Iris mata onyx itu mulai bergerak gelisah, dengan kedua tangan yang memeluk tubuhnya sendiri dengan erat. Lalu menaiki ranjangnya, dan dengan cepat Sasuke menyelimuti seluruh tubuhnya dengan selimut, hingga hanya menyisakan wajahnya yang sedikit pucat dari biasanya.

"Si-siapa?" Cicitnya pelan dengan suara bergetar. Cukup sudah, dia tidak lagi peduli akan tetek begek Uchiha.

Dia hanya anak kecil. Anak kecil yang tengah ketakutan. Sulit baginya untuk mempercayai ini, akan tetapi saat tiba-tiba saja figura yang tadi diletakannya di samping jam weker itu tiba-tiba saja terlempar ke tembok hingga hancur.

Sasuke tidak bisa untuk tidak mejerit ketakutan dengan air mata yang mengalir deras membasahi kedua pipi gembilnya. Dia meringkuk, dan menenggelamkan kepalanya di antara lututnya dengan tubuh yang bergetar hebat.

Ayah! Ibu! Kakak! Di mana kalian?
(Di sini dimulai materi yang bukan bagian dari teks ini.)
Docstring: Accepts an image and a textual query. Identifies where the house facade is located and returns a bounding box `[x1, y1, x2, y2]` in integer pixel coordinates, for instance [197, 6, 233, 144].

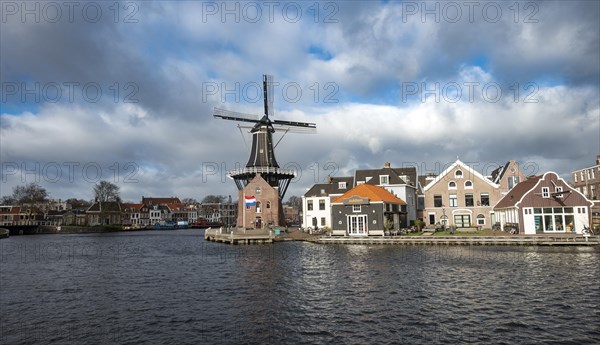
[490, 160, 525, 195]
[302, 176, 354, 229]
[237, 173, 285, 229]
[355, 162, 418, 228]
[331, 184, 406, 236]
[423, 160, 501, 228]
[494, 172, 593, 235]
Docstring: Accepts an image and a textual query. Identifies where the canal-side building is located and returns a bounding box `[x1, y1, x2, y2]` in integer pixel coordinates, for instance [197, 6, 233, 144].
[491, 160, 525, 195]
[354, 162, 418, 228]
[237, 173, 285, 229]
[302, 176, 354, 229]
[494, 172, 592, 235]
[423, 160, 501, 228]
[331, 184, 406, 236]
[571, 155, 600, 230]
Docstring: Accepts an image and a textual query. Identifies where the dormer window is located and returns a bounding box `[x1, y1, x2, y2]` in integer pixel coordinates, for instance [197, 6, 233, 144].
[554, 187, 562, 198]
[542, 187, 550, 198]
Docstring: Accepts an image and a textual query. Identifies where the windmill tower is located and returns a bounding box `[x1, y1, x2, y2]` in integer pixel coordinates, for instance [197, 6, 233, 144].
[214, 75, 317, 228]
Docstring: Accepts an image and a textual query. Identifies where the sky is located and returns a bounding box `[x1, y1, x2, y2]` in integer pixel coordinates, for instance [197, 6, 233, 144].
[0, 1, 600, 201]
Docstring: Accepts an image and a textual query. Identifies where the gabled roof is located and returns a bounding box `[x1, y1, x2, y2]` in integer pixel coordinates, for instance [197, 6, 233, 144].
[304, 176, 354, 198]
[142, 197, 181, 205]
[423, 159, 500, 192]
[121, 204, 144, 211]
[87, 201, 121, 212]
[332, 184, 406, 205]
[492, 161, 510, 184]
[355, 163, 417, 186]
[494, 176, 542, 209]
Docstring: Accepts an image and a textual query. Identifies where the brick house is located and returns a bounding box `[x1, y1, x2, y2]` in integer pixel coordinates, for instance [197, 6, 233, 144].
[237, 173, 285, 229]
[494, 172, 592, 235]
[423, 160, 501, 228]
[331, 184, 406, 236]
[302, 176, 354, 229]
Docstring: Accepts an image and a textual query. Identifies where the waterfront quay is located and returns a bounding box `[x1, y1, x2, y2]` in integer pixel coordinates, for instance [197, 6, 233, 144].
[309, 235, 600, 246]
[204, 228, 275, 244]
[204, 228, 600, 246]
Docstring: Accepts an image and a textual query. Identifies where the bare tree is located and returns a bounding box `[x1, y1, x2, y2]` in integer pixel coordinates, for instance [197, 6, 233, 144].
[202, 195, 227, 204]
[7, 182, 48, 204]
[94, 181, 121, 202]
[287, 195, 302, 209]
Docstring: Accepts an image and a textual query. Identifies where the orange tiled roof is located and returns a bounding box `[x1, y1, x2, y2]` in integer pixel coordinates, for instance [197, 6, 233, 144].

Apa kalian tidak mendengar teriakan, juga tangisanku? Tolong. Aku ketakutan.

Tubuh mungil itu terus menangis di bawah kukungan selimut yang menyelimuti tubuhnya tampa celah. Akan tetapi setelah sekian lama menangis, Sasuke seolah tersadar akan suatu hal. Di mana? Di mana keluarganya? Mengapa mereka tidak kemari juga?
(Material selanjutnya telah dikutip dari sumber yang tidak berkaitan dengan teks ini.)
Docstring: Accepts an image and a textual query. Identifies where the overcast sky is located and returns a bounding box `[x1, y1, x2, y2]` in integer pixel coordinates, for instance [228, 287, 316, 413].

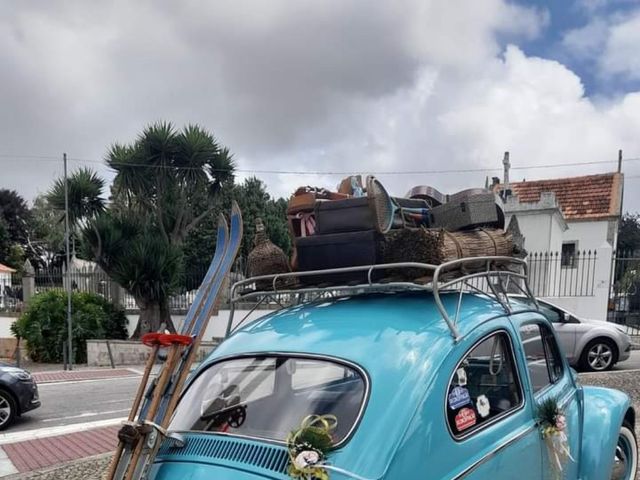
[0, 0, 640, 210]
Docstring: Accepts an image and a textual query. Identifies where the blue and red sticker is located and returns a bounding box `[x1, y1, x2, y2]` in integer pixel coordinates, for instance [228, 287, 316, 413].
[456, 408, 477, 432]
[448, 386, 471, 410]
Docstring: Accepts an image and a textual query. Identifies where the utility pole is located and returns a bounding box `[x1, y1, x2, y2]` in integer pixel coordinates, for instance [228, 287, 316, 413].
[62, 153, 73, 370]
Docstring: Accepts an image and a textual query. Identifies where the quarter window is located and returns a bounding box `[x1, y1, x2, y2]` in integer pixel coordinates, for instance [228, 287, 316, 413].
[446, 332, 522, 438]
[520, 323, 562, 392]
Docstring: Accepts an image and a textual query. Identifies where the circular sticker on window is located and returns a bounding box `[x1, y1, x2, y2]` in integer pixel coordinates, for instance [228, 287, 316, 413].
[449, 387, 471, 410]
[476, 395, 491, 418]
[456, 368, 467, 387]
[456, 408, 476, 432]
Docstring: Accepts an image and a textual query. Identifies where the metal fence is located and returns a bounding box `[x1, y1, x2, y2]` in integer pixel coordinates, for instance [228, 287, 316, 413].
[527, 250, 596, 297]
[0, 274, 23, 312]
[608, 251, 640, 335]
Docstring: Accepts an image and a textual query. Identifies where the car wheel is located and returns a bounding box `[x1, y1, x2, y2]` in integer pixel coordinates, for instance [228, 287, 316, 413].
[611, 421, 638, 480]
[580, 338, 618, 372]
[0, 390, 16, 430]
Terhenyak kaget sang raven seolah kembali tersadar untuk kedua kalinya. Suaranya? Ada apa dengan suaranya? Apa dari tadi dia menangis dan berteriak... tampa suara?

Terbelak lebar, ke dua tangan Sasuke mencengram lehernya erat dengan pupil mata yang mengecil. Mulutnya terbuka lebar, dengan air mata yang tidak pernah berhenti mengalir.

Apa? apa yang terjadi? Mengapa begini? Ke mana suaranya? Apa? 'APA YANG TERJADIIIII!?'

.

Terperanjat kaget, iris onyx itu bergerak gelisah, dengan kerigat dingin yang membasahi piyamanya. A-apa tadi itu? Apa dia bermimpi? Tapi mengapa semuanya terasa begitu nyata?

Mendudukan tubuhnya. Sasuke sedikit menggelengkan kepalanya dan mengalihkan perhatiannya pada setiap penjuru kamarnya. Tidak ada yang aneh selain jam weker yang berdering keras.

Sudah pagi? Sasuke menyirit tidak percaya, pasalnya dia merasa tidak pernah tertidur, tapi saat merasakan hangat dari cahaya matahari yang masuk melalui celah gordeng jendelanya mau tak mau Sasukepun mematikan jam wekernya dan turun dari ranjangnya. Untuk membersihkan diri.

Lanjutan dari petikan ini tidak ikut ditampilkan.